Она промазала, и Саня успел шарахнуться в сторону, избежав верной смерти от второго, более точно нацеленного выстрела. Он немедленно вынырнул снова – на этот раз откуда-то снизу, встав, очевидно, на колени, – и пальнул в ответ. Глушителя на его ТТ не было, и в замкнутом пространстве туалета выстрел прозвучал, как гром небесный. Жалобно звякнула расколотая плитка, пуля с визгом срикошетила и пробила дверь кабинки – Катя отчетливо слышала, как она там дзынькнула о смывной бачок. Бачок устоял – пуля, видимо, была на излете.
Катя выстрелила два раза подряд. Обе пули пробили дверной косяк, за которым прятался Саня. В ответ снова звонко бабахнул ТТ, и Катя поняла, что начинается нормальная, классическая и не сулящая ей ничего хорошего позиционная война.
Осторожно, стараясь не шуметь, она вынула из пистолета обойму и дважды быстро нажала на курок. Первый выстрел ударил в стену левее двери, а вместо второго раздался только сухой, отчетливый щелчок упавшего на пустой патронник курка. Катя немедленно вставила обойму на место и тихо передернула затвор.
Саня выдержал короткую паузу, выстрелил и подождал еще немного. Катя усердно завозила ногами по полу, имитируя метания попавшего в западню человека, и Саня купился.
– Ну что, Птица, – сказал он, лениво выпрямляясь и неторопливо входя в туалет, – что, сучка? Не подрассчитала? Что ж ты делаешь-то, а?
Когда он произносил последнее "а", Катина пуля влетела в его открытый рот и, пробив мягкое небо, вошла в мозг и вышла через затылок, проделав в нем дыру размером с кулак.
– Я тебе покажу «сучку», – хрипло сказала ему Катя и быстро перезарядила пистолет.

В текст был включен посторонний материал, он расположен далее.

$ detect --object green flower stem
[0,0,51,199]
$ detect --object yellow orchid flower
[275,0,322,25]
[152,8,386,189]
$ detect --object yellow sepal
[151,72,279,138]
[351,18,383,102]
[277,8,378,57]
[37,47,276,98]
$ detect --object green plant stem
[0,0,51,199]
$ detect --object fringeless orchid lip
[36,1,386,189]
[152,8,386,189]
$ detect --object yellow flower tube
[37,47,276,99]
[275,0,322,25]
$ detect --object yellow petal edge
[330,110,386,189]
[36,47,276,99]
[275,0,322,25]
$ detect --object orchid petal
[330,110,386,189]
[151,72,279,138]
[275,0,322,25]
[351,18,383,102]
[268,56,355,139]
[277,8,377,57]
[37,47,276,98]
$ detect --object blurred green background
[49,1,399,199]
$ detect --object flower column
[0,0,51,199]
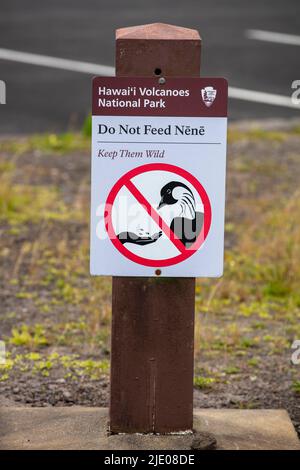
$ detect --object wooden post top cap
[116,23,201,41]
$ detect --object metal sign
[91,77,227,277]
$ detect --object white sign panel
[90,77,227,277]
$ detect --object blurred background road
[0,0,300,135]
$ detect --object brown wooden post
[110,23,201,433]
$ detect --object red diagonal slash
[124,180,186,253]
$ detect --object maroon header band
[93,77,228,117]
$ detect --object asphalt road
[0,0,300,135]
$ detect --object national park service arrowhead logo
[201,86,217,108]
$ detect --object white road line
[245,29,300,46]
[0,48,115,75]
[228,87,300,111]
[0,48,300,111]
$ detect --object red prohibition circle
[104,163,212,268]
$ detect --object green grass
[194,376,216,389]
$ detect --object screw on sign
[105,163,211,267]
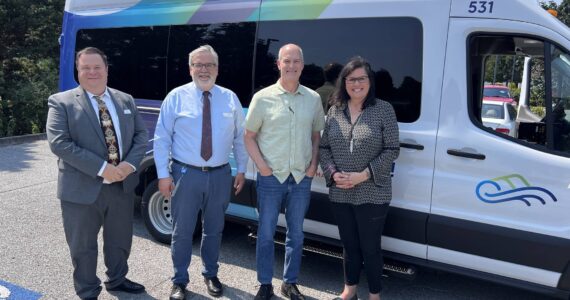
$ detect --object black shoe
[333,294,358,300]
[253,284,273,300]
[204,276,224,297]
[281,282,305,300]
[169,283,186,300]
[107,279,144,294]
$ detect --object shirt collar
[190,81,217,97]
[85,87,111,100]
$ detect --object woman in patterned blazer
[320,57,400,300]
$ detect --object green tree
[0,0,65,137]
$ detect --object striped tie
[200,91,212,161]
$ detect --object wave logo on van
[475,174,558,206]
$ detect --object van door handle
[400,142,424,150]
[447,149,485,160]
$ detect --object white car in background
[481,100,518,138]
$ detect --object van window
[76,22,255,106]
[75,26,168,99]
[254,18,423,123]
[468,34,570,156]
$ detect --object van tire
[141,179,202,244]
[141,179,172,244]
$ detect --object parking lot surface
[0,140,546,300]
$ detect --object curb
[0,133,47,146]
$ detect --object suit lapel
[74,87,105,144]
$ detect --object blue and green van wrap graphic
[475,174,558,206]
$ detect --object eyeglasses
[190,63,217,70]
[344,76,368,84]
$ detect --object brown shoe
[281,282,305,300]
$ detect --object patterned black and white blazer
[319,99,400,205]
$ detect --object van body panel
[60,0,570,294]
[428,246,560,287]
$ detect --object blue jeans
[256,173,313,284]
[170,163,232,286]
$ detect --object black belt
[172,158,228,172]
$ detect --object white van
[60,0,570,298]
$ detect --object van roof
[65,0,570,43]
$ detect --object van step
[247,232,417,280]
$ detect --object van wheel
[141,179,202,244]
[141,179,172,244]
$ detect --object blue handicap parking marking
[0,280,42,300]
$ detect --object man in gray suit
[46,47,147,299]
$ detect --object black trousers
[332,202,390,294]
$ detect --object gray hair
[277,44,305,61]
[188,45,219,65]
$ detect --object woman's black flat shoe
[333,294,358,300]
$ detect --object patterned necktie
[200,91,212,161]
[93,96,121,166]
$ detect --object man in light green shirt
[245,44,324,300]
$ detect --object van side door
[427,18,570,287]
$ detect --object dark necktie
[93,96,121,166]
[200,91,212,161]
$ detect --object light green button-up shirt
[245,81,325,183]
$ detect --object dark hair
[323,63,342,83]
[75,47,108,67]
[331,56,376,109]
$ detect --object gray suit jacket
[46,87,148,204]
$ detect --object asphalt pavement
[0,140,547,300]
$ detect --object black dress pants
[332,202,389,294]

Она выскочила в коридор, держа пистолет двумя руками, как героиня боевика, на время забыв и о растянутой ноге, и об оставшемся лежать в туалете Колокольчикове. В крови гуляла лошадиная доза адреналина, холодя кожу и делая все тело совершенно невесомым, словно надутым гелием. Путь к отступлению был отрезан, теперь оставалось одно – идти вперед до конца.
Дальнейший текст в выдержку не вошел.